Exploring and learning never were, and never were meant to be, confined to all the books that had been written, and to the study of bygone and living personalities. Knowledge of humankind is constantly evolving based on learning and experience; new knowledge refutes some of the old on the way to more and better collective learning and experience. That is the nature of beasts that they are.
Moreover, learning and experience together have added dimensions to it - both commercial and economic. For example, if you did well in science or engineering in Assam in our time, you become a veritable ‘hero’ of your time. Nobody cared to know what you could do for the State or the country. Your future path to progress was (and with it prosperity) practically in your hands.
On the other hand, if you weren’t in science or engineering but in arts, the (your) path to progress was limited. You were left no choice but to compete in the entrance examinations of the State or the Central Governments, or teach at a college or a university. If you bagged a Central Government position, you became a ‘whiz kid’ in American parlance or ‘Avatar’ in Indian parlance. But, while a whiz kid like Bill Gates or Steve Jobs didn’t complete undergraduate education, but became known by their spectacular achievements, an Avatar was likely to command an enchanted audience for his or her lifetime. Folks back home are still talking about those ‘toppers’ thirty years ago as if they topped something monumental…
Anyway, things aren’t so easy now. This is the new age of ‘Creative Destruction’, which, according to economist Joseph Schumpeter, is the age when the decomposed remains of old and failing companies form the compost for the crop of start-ups. But, you would say, ‘what’s a start-up a company when I haven’t seen a real one yet? What’s compost anyway?’
That is far from the reality on the ground. Everybody wants to be somebody over so many bare and naked bodies, and in the process of trying to get there, we never get around to learning or knowing what compost is. The word is a ‘metaphor’ for all things we’re supposed to know. Who in his right mind would do that? Are not the ‘khetioks’ supposed to handle that kind of smelly stuff?
The Vice-chancellor of a university in Assam- his head, presumably, in the rarefied air of the university - said to his friends and colleagues that they must speak in English otherwise, horror of all horror, they would be denied a chance of working for a MNC. I heard that from many others as well. Multi-national companies are in the business of earning money - lots of money. They don’t care if the money comes the ‘Chinese’ way, the ‘Vietnamese’ way, the ‘Hindi’ way, the ‘Assamese’ way, or any other language way. With hard-working and competent employees working for them, they (MNCs) will be happy to get a sizable ROI (Return On Investment). Are you ready to provide that? Do you have the smarts to do that or you’re simply smarting off your English?

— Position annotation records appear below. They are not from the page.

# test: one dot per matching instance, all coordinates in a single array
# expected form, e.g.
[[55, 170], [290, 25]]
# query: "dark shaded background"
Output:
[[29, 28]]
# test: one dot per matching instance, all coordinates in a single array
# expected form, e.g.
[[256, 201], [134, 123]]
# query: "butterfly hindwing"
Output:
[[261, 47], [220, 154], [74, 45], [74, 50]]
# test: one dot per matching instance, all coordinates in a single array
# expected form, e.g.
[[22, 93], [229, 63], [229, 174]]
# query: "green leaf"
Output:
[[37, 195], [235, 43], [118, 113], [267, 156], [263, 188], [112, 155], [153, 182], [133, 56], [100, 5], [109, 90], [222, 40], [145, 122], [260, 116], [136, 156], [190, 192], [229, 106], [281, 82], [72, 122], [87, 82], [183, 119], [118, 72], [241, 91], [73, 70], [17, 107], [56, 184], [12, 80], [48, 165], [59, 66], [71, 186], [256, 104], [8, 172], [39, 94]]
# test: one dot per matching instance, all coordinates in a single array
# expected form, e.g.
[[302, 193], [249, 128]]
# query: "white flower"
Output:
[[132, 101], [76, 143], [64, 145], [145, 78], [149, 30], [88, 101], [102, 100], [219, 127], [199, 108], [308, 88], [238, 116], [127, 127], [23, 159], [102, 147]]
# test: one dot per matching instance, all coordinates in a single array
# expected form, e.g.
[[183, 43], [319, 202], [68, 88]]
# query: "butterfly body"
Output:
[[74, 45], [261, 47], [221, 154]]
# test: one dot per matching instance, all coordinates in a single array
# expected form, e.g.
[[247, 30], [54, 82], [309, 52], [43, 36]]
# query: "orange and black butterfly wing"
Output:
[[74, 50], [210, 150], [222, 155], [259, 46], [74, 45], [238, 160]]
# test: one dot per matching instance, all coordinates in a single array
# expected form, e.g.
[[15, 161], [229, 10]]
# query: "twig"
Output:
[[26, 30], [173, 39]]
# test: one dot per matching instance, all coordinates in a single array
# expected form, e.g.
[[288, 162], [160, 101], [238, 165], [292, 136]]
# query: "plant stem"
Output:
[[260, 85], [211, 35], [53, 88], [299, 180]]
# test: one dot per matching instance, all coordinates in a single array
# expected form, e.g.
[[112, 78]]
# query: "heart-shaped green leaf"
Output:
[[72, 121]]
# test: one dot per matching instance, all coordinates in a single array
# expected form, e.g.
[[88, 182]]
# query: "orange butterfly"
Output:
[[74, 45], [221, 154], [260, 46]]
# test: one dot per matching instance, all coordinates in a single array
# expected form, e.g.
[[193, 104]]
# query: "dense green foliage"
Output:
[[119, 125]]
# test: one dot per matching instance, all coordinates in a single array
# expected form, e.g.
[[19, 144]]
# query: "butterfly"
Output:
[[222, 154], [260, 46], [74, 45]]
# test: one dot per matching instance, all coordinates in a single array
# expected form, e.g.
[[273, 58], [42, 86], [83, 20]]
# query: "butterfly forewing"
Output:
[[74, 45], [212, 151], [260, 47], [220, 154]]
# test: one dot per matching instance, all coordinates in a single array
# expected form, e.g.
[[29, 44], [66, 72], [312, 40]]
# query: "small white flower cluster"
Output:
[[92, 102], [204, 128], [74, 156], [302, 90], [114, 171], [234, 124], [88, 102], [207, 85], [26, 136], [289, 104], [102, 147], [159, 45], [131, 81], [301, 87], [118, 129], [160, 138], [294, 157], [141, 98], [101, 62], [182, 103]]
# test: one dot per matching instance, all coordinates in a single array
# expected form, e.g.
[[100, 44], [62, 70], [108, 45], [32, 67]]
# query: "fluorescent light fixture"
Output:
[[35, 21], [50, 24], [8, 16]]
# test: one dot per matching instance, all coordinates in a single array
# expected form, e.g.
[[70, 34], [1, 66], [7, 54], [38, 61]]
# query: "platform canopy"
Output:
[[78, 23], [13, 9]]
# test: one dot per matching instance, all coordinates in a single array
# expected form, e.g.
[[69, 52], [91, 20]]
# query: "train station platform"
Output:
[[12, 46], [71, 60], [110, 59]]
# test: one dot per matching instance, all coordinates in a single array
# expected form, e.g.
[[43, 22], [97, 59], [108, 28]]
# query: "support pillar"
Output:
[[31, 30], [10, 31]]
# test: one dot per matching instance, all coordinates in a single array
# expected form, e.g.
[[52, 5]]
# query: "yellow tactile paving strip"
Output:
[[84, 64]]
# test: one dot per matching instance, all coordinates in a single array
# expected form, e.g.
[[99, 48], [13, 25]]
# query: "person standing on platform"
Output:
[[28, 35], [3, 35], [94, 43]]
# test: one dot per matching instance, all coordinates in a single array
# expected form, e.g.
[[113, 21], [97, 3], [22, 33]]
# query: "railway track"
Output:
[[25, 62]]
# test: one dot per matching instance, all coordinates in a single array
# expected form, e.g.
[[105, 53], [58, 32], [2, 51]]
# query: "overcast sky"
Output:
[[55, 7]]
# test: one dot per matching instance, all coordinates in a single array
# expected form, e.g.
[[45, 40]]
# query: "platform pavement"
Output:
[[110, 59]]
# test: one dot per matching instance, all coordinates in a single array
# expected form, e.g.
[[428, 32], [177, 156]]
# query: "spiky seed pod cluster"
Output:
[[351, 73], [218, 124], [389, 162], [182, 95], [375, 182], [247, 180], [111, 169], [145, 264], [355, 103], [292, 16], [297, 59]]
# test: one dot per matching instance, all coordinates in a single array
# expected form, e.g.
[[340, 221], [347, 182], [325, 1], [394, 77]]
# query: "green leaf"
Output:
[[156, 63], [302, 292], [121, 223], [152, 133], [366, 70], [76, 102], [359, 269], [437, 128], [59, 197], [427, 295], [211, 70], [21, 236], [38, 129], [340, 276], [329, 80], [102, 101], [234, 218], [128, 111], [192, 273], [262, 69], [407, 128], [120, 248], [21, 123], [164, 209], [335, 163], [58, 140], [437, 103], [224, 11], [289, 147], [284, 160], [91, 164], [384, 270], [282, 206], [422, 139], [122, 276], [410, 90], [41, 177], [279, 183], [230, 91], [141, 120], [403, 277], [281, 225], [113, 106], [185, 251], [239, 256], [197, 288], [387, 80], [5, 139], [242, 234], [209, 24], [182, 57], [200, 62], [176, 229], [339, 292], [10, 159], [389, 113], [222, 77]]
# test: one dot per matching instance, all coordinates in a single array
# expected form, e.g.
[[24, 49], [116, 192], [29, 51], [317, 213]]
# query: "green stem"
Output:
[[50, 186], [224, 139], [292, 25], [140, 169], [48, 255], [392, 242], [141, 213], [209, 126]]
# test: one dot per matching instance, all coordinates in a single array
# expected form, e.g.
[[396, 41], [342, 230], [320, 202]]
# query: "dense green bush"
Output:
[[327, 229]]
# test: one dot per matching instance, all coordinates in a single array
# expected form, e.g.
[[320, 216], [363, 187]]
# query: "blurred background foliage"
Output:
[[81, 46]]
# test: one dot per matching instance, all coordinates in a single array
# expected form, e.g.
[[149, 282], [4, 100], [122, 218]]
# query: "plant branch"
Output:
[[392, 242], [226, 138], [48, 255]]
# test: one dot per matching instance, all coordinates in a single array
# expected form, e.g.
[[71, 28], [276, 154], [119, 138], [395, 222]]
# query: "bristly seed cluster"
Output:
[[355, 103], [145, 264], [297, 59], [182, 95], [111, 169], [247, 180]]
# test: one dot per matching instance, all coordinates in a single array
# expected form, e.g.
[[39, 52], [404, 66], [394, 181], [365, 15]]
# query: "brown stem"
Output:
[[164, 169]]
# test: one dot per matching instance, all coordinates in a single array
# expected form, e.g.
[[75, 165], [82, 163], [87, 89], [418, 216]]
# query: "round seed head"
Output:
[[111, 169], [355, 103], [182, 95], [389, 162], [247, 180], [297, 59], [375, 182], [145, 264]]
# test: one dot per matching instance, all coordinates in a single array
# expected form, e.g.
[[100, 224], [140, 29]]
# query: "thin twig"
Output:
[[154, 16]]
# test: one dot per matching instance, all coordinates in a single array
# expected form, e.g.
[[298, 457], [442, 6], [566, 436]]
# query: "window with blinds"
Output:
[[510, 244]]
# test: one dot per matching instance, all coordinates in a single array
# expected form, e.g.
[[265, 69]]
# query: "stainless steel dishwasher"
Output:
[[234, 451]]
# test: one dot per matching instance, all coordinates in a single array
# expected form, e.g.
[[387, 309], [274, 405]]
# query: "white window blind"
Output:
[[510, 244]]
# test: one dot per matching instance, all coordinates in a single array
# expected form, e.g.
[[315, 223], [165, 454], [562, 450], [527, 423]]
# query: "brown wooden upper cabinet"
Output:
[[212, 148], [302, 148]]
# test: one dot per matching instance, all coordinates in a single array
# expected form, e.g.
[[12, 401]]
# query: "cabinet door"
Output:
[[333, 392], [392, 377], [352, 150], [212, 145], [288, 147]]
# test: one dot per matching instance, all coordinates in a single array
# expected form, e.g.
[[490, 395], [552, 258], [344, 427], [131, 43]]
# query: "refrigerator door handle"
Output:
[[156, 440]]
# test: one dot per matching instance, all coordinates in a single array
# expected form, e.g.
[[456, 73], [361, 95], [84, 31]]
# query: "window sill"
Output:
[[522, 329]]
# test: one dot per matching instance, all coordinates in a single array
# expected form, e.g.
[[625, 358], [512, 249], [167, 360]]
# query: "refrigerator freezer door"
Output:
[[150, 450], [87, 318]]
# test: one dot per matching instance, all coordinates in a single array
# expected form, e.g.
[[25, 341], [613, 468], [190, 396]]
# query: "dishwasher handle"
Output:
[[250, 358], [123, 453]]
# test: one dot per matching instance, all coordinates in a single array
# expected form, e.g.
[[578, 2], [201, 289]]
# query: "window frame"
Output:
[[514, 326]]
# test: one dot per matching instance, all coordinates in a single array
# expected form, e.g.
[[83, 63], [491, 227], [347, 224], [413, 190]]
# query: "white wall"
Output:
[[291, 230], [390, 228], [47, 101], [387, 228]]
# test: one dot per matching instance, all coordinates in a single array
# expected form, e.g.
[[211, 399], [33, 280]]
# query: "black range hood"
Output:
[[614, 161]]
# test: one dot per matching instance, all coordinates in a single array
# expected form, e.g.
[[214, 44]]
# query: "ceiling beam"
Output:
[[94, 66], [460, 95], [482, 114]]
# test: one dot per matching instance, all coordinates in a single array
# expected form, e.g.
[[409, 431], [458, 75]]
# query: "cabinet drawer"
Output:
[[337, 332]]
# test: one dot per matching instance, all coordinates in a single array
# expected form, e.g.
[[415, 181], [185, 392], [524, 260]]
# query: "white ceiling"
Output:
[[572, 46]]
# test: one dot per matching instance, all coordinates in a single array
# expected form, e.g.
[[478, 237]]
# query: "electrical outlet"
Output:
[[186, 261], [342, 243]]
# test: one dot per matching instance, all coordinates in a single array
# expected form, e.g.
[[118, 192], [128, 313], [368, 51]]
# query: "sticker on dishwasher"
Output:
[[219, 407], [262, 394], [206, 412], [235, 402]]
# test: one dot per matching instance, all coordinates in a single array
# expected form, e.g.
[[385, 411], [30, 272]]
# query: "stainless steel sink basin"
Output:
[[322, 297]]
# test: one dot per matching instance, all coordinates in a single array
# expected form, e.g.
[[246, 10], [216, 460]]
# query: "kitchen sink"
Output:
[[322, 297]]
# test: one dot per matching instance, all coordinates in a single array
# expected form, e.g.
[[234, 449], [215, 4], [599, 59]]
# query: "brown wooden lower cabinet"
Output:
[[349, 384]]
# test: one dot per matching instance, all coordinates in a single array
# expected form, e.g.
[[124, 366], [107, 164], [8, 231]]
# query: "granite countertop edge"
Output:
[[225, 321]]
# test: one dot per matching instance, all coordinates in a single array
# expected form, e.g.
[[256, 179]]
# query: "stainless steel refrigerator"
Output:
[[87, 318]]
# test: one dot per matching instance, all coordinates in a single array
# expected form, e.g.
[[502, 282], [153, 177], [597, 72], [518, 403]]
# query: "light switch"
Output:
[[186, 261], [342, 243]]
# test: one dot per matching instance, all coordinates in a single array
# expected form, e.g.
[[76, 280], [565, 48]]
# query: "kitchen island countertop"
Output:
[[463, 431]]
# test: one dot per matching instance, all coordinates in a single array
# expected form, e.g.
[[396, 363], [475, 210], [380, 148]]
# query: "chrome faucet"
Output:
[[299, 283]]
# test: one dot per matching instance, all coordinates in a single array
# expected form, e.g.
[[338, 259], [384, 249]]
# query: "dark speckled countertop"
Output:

Do you have imagination to explore new territories, and the curiosity to know what you don’t know? Are you hung up on the ‘language’ you know? Are you ready to try new ideas and new processes? Are you ready to take risks? Are the degrees you earned more important to you than what you are capable of doing with confidence? Do you come to an Indian Hindu ‘sraddha’ ceremony wearing a suit and a tie? Do you send a general letter of your father’s death, and in that letter you include your and all your siblings’ professional degrees? Get real. Then you need re-education for you and your next generation to survive in this evolving new and complex world of ours. Are our schools, colleges, and universities ready to take up the challenge? Can the State Government of Assam provide a clean administration? Can the top police administrators, instead of marveling at their omnipotence and glory and getting involved in corrupt practices, do what they are supposed to do - protect life and property of citizens to establish the rule of law? Can you assure us that what happened in Beltola a few months ao would never happen again - Never Again?. Therein lies the long answer.